TONY KAYE: It was starting to get somewhere, but I had my own band with David Foster — who was a co-writer with (founding Yes vocalist) Jon (Anderson). He had been the bass player in a band called the Warriors with Jon. David and I were working on stuff, and we played some gigs and got a band together, and eventually it ended up as Badger. So I went straight to doing my own thing. I did a couple of albums with Badger, and I had been to the states a couple of times and loved it here. I recorded the second album in New Orleans with Allen Toussaint — and that was an amazing experience. Badger wasn’t really doing anything, and I just picked up and left, sold everything and came to the U.S. I ended up at the Hyatt House on Sunset (Boulevard in Hollywood, California) with (late Led Zeppelin drummer) John Bonham as my cohort. We wreaked havoc on the Strip for about three months! Then, I bumped into the tour manager for David Bowie and he said: “Can you be on a plane tomorrow for Jamaica?” And I said, “Yeah — but to do what?” The next thing I knew I was rehearsing with David Bowie, and we toured behind Station to Station for two years with an amazing band. I came back to Los Angeles, and started working with Michael Des Barres in Detective. We got signed by Led Zeppelin and did a couple of tours, supporting Kiss mainly.
“YOURS IS NO DISGRACE,” with YES (THE YES ALBUM, 1971): Yes opened with the lengthiest song on its third studio project, a signal of what was to come for a band that would soon be constructing tracks that stretched across entire album sides. The track, which thumps along behind a chugging organ courtesy of co-writer Kaye, casts a hardened gaze on the idea of war — even as it moves through a series of episodic narrative twists.
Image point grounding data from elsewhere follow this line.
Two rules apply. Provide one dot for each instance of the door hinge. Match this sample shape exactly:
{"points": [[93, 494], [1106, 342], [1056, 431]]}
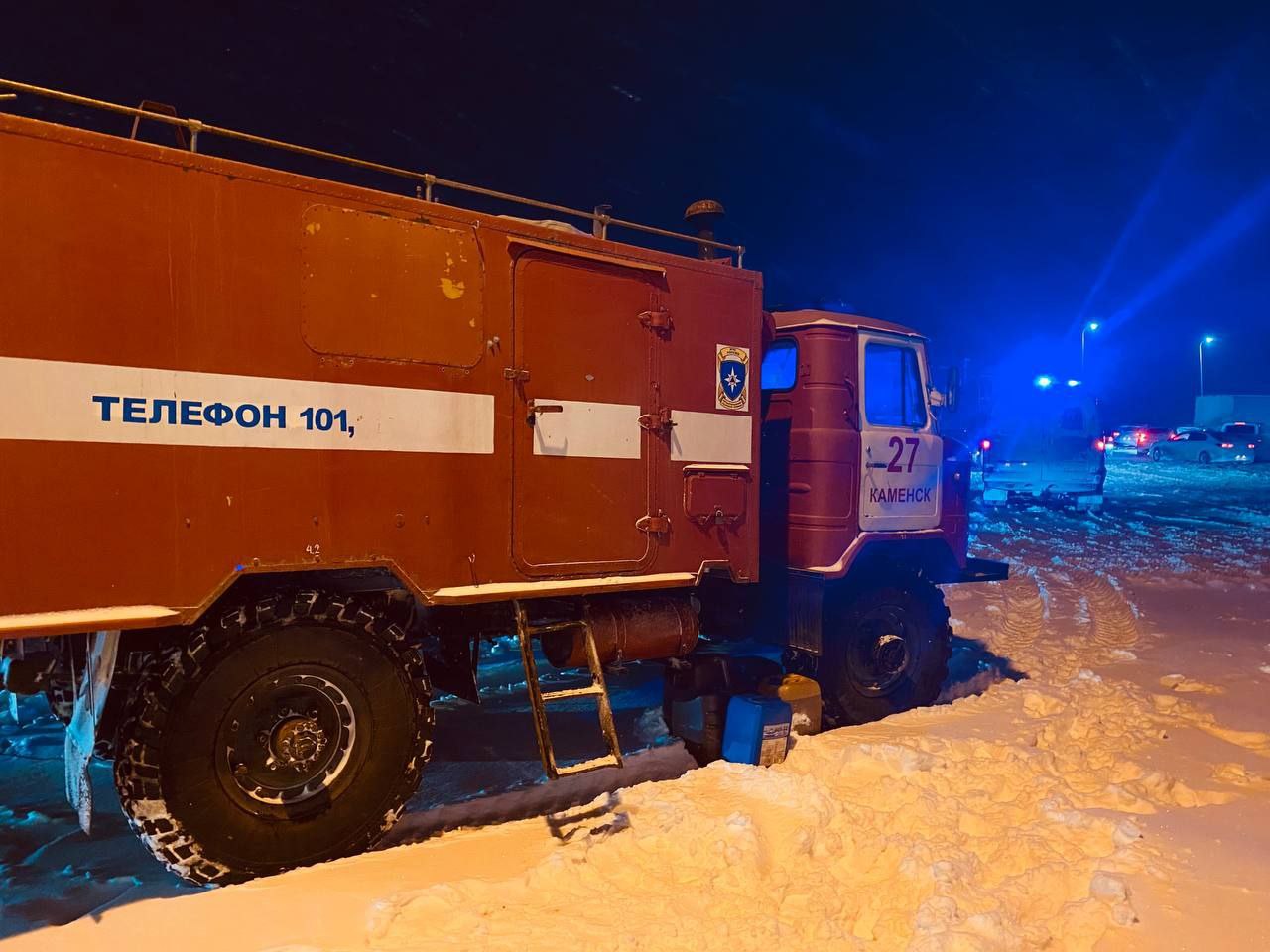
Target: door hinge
{"points": [[654, 525], [658, 320], [658, 420]]}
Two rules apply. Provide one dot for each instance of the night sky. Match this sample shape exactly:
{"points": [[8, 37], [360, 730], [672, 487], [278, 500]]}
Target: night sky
{"points": [[994, 175]]}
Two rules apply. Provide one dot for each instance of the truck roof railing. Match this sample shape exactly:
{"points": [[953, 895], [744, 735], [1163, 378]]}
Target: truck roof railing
{"points": [[601, 220]]}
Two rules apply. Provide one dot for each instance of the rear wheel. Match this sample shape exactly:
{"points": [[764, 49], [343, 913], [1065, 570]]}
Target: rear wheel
{"points": [[885, 651], [289, 733]]}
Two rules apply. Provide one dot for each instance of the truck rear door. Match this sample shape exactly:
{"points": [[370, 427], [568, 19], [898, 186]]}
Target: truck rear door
{"points": [[901, 452], [580, 460]]}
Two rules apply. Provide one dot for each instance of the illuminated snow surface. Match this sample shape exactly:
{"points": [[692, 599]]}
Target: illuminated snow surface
{"points": [[1100, 782]]}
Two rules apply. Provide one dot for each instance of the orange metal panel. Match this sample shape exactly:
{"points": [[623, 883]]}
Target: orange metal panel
{"points": [[376, 286], [126, 255]]}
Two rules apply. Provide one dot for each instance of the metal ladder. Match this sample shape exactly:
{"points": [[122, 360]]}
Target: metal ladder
{"points": [[539, 698]]}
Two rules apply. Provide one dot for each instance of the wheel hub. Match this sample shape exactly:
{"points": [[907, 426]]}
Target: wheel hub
{"points": [[890, 654], [880, 654], [298, 742], [286, 739]]}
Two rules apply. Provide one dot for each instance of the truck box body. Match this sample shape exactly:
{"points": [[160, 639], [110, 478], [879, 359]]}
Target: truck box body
{"points": [[209, 368]]}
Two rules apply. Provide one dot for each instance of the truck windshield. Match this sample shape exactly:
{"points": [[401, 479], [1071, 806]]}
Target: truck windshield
{"points": [[893, 386]]}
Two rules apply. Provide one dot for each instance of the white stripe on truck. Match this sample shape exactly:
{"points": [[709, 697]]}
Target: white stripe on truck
{"points": [[587, 429], [86, 403], [711, 438]]}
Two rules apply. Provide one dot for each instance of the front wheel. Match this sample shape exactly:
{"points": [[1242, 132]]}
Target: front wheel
{"points": [[885, 651], [289, 733]]}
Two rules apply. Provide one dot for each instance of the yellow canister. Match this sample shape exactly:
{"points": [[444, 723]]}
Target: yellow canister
{"points": [[803, 696]]}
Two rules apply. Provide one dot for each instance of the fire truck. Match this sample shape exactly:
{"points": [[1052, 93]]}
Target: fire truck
{"points": [[278, 454]]}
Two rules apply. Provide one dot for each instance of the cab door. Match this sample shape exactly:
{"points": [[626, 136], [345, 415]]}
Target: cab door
{"points": [[901, 452], [580, 458]]}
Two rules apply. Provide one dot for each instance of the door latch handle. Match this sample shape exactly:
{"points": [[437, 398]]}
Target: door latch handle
{"points": [[535, 408]]}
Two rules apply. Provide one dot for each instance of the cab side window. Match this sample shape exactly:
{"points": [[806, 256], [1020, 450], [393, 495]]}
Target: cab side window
{"points": [[780, 366], [893, 386]]}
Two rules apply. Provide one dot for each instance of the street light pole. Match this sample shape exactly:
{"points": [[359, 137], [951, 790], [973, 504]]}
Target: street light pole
{"points": [[1091, 325], [1202, 341]]}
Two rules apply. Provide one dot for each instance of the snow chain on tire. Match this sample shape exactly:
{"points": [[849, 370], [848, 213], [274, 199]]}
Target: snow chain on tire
{"points": [[928, 679], [137, 763]]}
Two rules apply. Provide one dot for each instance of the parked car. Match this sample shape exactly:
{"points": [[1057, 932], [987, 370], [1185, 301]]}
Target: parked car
{"points": [[1250, 433], [1047, 448], [1124, 439], [1137, 439], [1201, 445]]}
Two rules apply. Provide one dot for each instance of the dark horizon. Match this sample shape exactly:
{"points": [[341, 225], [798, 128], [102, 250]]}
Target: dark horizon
{"points": [[996, 178]]}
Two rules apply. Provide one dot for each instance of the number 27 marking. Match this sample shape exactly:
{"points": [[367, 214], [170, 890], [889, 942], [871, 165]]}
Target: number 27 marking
{"points": [[893, 466]]}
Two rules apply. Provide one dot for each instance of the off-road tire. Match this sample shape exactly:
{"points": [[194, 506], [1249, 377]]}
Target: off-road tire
{"points": [[849, 620], [182, 806]]}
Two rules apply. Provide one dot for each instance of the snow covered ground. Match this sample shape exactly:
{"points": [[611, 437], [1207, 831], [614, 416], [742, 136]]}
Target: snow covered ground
{"points": [[1098, 775]]}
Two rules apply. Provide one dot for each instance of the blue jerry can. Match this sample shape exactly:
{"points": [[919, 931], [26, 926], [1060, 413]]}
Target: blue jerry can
{"points": [[757, 730]]}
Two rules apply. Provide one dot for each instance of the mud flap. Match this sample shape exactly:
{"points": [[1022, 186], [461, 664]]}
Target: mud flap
{"points": [[81, 733]]}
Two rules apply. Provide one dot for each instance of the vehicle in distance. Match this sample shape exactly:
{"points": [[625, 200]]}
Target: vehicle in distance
{"points": [[1251, 433], [1135, 439], [1049, 445], [1199, 445]]}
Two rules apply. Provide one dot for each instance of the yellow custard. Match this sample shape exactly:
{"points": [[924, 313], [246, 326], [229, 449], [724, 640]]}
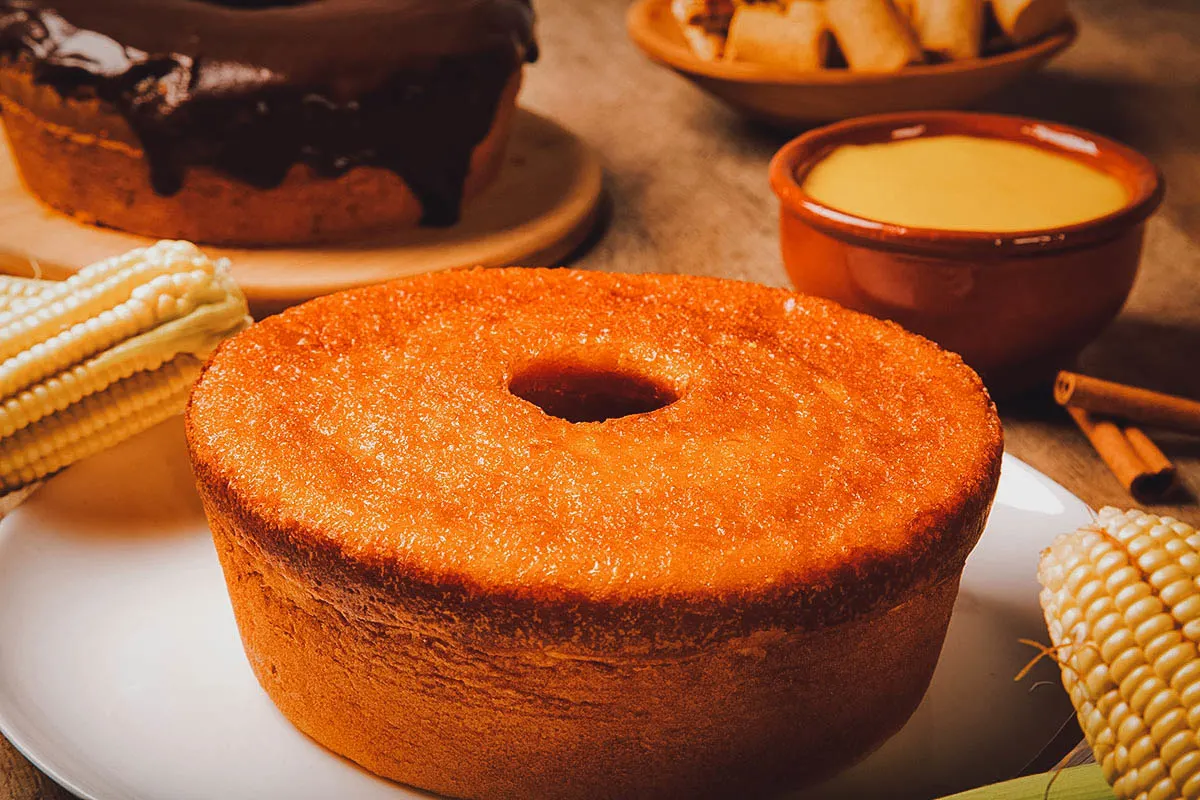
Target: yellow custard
{"points": [[961, 182]]}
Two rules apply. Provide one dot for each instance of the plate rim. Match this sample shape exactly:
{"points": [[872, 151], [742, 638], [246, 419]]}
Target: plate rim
{"points": [[51, 764]]}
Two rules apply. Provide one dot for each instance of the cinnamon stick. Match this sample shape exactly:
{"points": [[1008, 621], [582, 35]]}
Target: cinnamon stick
{"points": [[1127, 402], [1134, 459]]}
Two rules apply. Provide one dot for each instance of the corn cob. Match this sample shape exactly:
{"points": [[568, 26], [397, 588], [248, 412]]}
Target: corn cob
{"points": [[1122, 605], [16, 293], [93, 360]]}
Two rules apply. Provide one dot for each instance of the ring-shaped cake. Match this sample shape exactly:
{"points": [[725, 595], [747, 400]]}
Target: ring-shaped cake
{"points": [[558, 534]]}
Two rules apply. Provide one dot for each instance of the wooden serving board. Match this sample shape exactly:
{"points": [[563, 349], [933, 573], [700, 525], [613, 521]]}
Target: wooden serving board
{"points": [[541, 206]]}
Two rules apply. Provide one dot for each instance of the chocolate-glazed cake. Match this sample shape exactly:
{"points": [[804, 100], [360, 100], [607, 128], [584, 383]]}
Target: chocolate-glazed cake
{"points": [[259, 121]]}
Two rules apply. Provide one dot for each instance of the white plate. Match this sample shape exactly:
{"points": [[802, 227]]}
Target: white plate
{"points": [[121, 673]]}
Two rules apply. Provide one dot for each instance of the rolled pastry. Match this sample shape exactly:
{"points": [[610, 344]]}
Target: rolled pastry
{"points": [[1024, 20], [700, 22], [796, 40], [873, 35], [953, 29]]}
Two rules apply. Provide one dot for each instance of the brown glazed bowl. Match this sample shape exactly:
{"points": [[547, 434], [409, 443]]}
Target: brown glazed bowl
{"points": [[1015, 306]]}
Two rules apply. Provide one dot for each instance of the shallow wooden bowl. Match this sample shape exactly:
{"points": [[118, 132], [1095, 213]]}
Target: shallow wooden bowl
{"points": [[1017, 306], [795, 98]]}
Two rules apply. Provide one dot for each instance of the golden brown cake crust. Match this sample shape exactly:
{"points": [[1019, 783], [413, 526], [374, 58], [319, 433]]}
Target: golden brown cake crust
{"points": [[79, 156], [817, 464], [743, 590]]}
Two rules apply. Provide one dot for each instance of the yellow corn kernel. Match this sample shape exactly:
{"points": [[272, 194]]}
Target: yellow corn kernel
{"points": [[1121, 597], [106, 354], [17, 293]]}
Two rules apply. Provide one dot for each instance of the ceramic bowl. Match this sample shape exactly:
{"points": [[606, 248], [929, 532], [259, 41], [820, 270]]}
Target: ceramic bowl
{"points": [[797, 98], [1017, 306]]}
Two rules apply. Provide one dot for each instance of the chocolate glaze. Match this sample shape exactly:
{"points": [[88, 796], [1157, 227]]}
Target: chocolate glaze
{"points": [[251, 88]]}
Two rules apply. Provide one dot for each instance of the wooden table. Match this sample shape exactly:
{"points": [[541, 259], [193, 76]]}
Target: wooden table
{"points": [[688, 185]]}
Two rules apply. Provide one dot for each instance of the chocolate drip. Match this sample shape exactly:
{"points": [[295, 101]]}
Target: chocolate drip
{"points": [[251, 88]]}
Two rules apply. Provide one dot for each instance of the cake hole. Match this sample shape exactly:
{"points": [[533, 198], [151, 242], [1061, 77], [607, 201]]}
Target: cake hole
{"points": [[582, 394]]}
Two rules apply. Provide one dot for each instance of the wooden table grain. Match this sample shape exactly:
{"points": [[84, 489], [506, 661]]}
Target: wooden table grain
{"points": [[688, 186]]}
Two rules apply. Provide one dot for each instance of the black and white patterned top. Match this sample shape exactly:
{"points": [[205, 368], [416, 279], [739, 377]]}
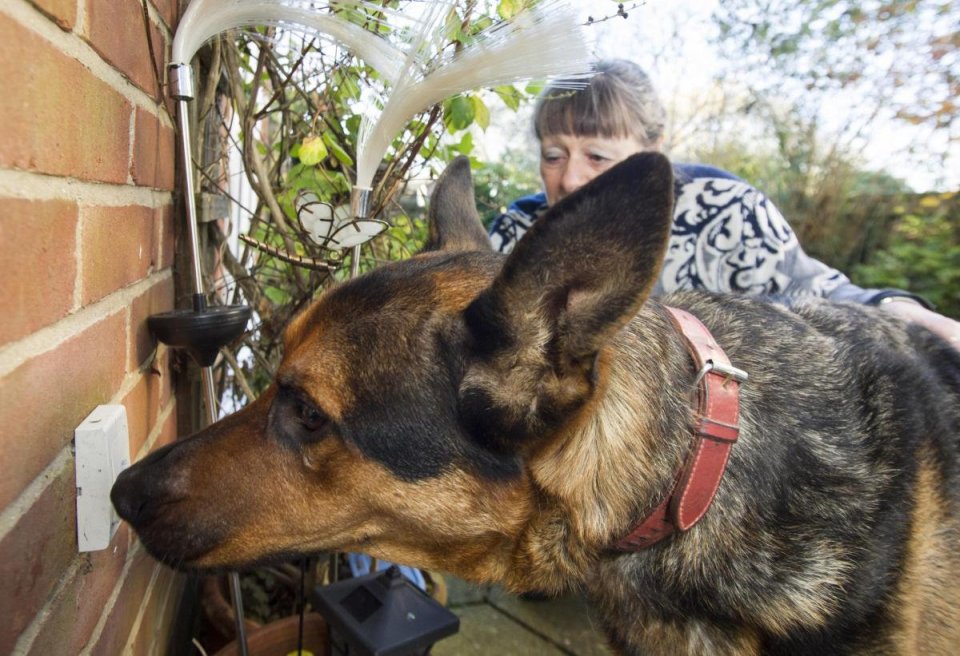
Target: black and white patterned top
{"points": [[727, 237]]}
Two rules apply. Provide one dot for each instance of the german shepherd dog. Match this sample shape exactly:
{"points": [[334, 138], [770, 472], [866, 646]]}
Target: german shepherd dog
{"points": [[509, 419]]}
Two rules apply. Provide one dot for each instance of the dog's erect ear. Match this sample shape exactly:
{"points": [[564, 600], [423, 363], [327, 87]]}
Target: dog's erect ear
{"points": [[573, 281], [454, 222]]}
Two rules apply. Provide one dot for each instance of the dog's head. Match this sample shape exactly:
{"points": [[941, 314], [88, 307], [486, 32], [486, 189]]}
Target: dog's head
{"points": [[411, 400]]}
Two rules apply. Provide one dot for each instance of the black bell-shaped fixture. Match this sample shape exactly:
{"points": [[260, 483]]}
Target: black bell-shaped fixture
{"points": [[202, 330]]}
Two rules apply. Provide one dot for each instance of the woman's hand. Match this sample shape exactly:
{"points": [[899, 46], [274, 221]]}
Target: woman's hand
{"points": [[909, 310]]}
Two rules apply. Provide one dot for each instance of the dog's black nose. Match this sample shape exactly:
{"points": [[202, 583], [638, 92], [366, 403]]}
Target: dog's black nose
{"points": [[143, 487]]}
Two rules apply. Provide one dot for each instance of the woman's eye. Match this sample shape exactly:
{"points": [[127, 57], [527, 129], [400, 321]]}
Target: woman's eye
{"points": [[310, 417]]}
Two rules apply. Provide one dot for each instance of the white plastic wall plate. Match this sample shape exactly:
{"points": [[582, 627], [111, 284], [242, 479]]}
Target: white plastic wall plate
{"points": [[102, 452]]}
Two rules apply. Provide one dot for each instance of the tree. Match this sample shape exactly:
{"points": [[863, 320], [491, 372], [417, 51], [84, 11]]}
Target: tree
{"points": [[290, 103]]}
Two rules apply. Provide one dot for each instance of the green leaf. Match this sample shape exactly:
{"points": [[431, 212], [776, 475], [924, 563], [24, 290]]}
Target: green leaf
{"points": [[510, 95], [458, 113], [507, 9], [337, 150], [312, 150]]}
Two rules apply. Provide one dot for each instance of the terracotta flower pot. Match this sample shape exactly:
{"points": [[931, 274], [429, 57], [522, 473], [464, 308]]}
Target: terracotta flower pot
{"points": [[280, 638]]}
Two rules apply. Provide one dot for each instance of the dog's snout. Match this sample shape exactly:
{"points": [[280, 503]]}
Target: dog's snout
{"points": [[144, 486]]}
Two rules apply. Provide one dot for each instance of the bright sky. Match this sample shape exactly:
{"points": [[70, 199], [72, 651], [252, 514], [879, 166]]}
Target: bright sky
{"points": [[684, 69]]}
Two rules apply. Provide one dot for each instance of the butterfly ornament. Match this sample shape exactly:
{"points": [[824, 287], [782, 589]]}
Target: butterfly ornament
{"points": [[334, 228]]}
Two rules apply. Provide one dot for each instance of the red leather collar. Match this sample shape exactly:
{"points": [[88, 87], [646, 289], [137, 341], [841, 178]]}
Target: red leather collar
{"points": [[718, 426]]}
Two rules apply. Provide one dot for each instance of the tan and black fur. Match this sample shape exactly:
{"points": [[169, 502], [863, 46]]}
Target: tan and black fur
{"points": [[509, 419]]}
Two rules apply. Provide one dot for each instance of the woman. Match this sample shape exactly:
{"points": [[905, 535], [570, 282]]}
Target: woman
{"points": [[727, 236]]}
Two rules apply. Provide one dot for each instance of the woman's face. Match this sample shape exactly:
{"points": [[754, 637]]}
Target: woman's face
{"points": [[567, 162]]}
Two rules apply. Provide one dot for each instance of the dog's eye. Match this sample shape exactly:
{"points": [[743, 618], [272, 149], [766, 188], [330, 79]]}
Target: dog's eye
{"points": [[310, 417]]}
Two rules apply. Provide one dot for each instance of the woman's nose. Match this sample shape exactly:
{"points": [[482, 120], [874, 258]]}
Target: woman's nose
{"points": [[575, 175]]}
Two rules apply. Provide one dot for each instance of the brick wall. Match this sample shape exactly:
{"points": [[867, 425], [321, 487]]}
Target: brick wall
{"points": [[86, 251]]}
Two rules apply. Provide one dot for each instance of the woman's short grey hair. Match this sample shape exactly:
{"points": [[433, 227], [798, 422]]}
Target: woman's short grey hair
{"points": [[618, 101]]}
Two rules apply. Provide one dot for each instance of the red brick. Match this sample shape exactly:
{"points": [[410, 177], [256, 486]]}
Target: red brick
{"points": [[168, 434], [62, 12], [34, 554], [153, 152], [123, 614], [117, 246], [76, 610], [58, 117], [35, 236], [115, 29], [157, 299], [153, 636], [144, 404], [166, 238], [44, 399]]}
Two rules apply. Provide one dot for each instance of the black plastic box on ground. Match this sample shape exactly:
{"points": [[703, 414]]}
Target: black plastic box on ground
{"points": [[382, 614]]}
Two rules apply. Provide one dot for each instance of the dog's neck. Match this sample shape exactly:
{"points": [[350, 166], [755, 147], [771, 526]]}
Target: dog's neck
{"points": [[615, 463]]}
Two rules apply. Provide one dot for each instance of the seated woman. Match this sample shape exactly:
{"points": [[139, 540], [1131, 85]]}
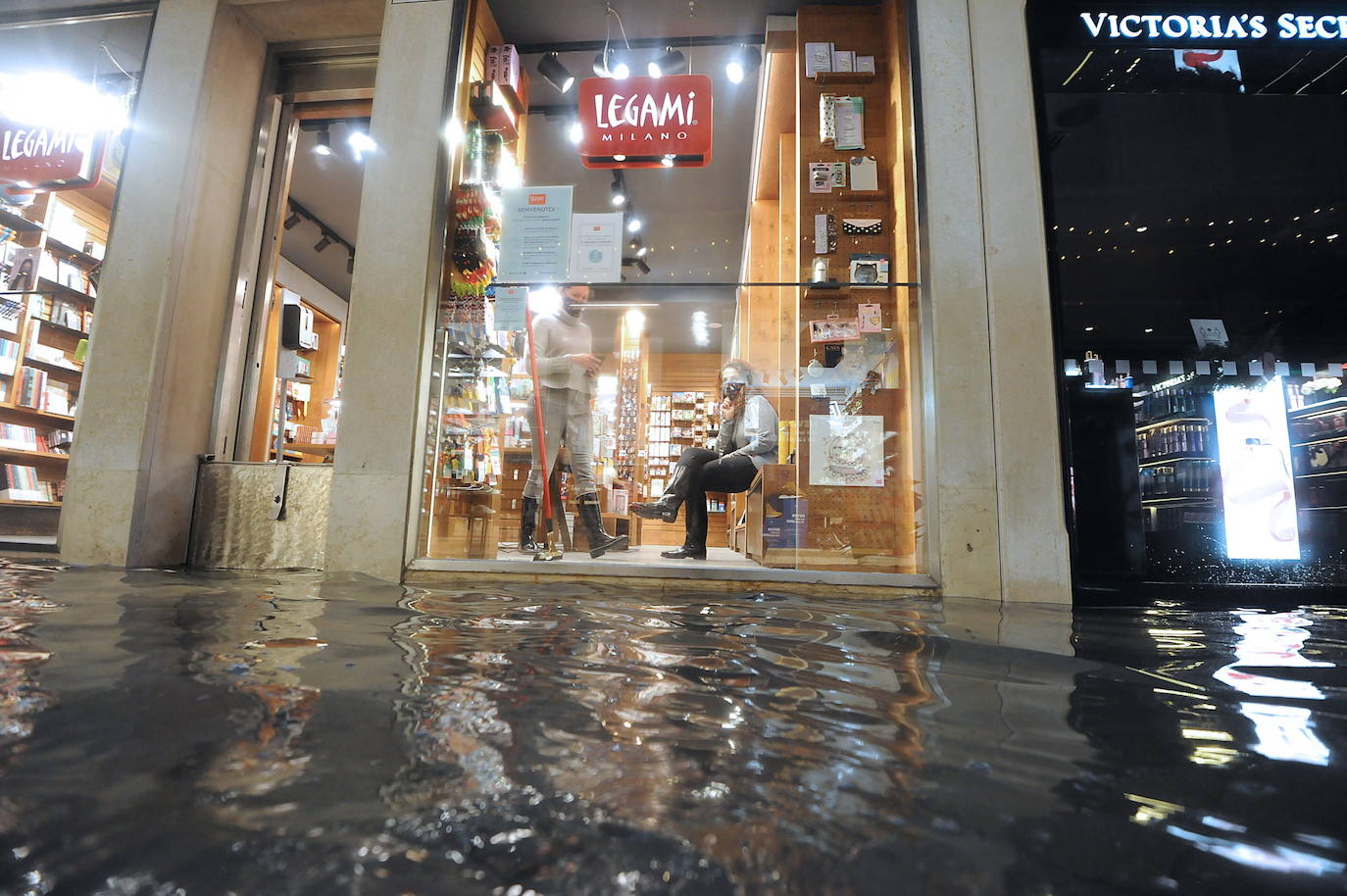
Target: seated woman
{"points": [[746, 442]]}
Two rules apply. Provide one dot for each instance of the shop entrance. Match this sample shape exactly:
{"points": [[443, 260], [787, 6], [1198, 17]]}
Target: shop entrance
{"points": [[677, 324]]}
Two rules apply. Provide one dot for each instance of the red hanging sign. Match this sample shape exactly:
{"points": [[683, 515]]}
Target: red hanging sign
{"points": [[38, 158], [645, 123]]}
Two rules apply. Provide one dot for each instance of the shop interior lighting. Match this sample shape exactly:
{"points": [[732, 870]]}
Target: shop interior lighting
{"points": [[555, 73], [361, 144], [670, 62], [744, 60]]}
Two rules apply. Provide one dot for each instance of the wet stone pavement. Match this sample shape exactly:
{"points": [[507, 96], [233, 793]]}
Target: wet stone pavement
{"points": [[205, 734]]}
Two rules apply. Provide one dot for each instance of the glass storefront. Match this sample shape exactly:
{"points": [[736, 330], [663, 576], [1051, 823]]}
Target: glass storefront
{"points": [[679, 319], [1196, 193], [67, 96]]}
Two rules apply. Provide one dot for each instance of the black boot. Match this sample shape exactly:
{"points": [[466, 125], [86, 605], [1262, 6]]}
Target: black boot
{"points": [[666, 508], [593, 522], [526, 525], [694, 544]]}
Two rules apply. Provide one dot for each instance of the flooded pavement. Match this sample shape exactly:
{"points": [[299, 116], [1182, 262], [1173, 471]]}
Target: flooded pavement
{"points": [[206, 734]]}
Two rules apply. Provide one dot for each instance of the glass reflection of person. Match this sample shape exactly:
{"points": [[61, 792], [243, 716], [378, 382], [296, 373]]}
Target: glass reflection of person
{"points": [[568, 373], [746, 441]]}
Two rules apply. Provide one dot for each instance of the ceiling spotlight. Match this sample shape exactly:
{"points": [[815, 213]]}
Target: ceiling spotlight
{"points": [[608, 64], [671, 62], [557, 75], [742, 61], [361, 143]]}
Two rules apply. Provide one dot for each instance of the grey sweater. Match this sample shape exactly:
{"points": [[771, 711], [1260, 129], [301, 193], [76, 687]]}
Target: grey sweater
{"points": [[555, 335], [752, 432]]}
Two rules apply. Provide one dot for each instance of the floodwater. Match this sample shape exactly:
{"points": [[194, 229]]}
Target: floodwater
{"points": [[170, 734]]}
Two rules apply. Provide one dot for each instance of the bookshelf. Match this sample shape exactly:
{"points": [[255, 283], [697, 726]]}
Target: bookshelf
{"points": [[50, 258]]}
This would be the first song to feature guitarist Steve Howe, who has since become a stalwart with Yes.
TONY KAYE: We’d done the first two albums — Yes and Time and a Word — with (founding Yes guitarist) Peter (Banks). And as he left the band, we were starting to get a little bit of a reputation after playing around England. I was pretty much a resident of the speakeasy, our local London watering hole, and saw Steve Howe with his band Bodast. I talked to Steve, and brought him into the band and pretty soon, we went down to a little cottage in Devon and started writing The Yes Album. It was a big change, with Peter leaving and Steve coming in. We set up a room to rehearse, and we basically lived there. We started writing little bits, and everybody brought in their own things. It was a gradual, building thing. It turned out to be the breaking album for the band. It was a special time. It was just one of those moments where you finally knew what you were doing, and got it together in one place — outside of London, in a very quiet atmosphere. It came together, and it was a pretty important album.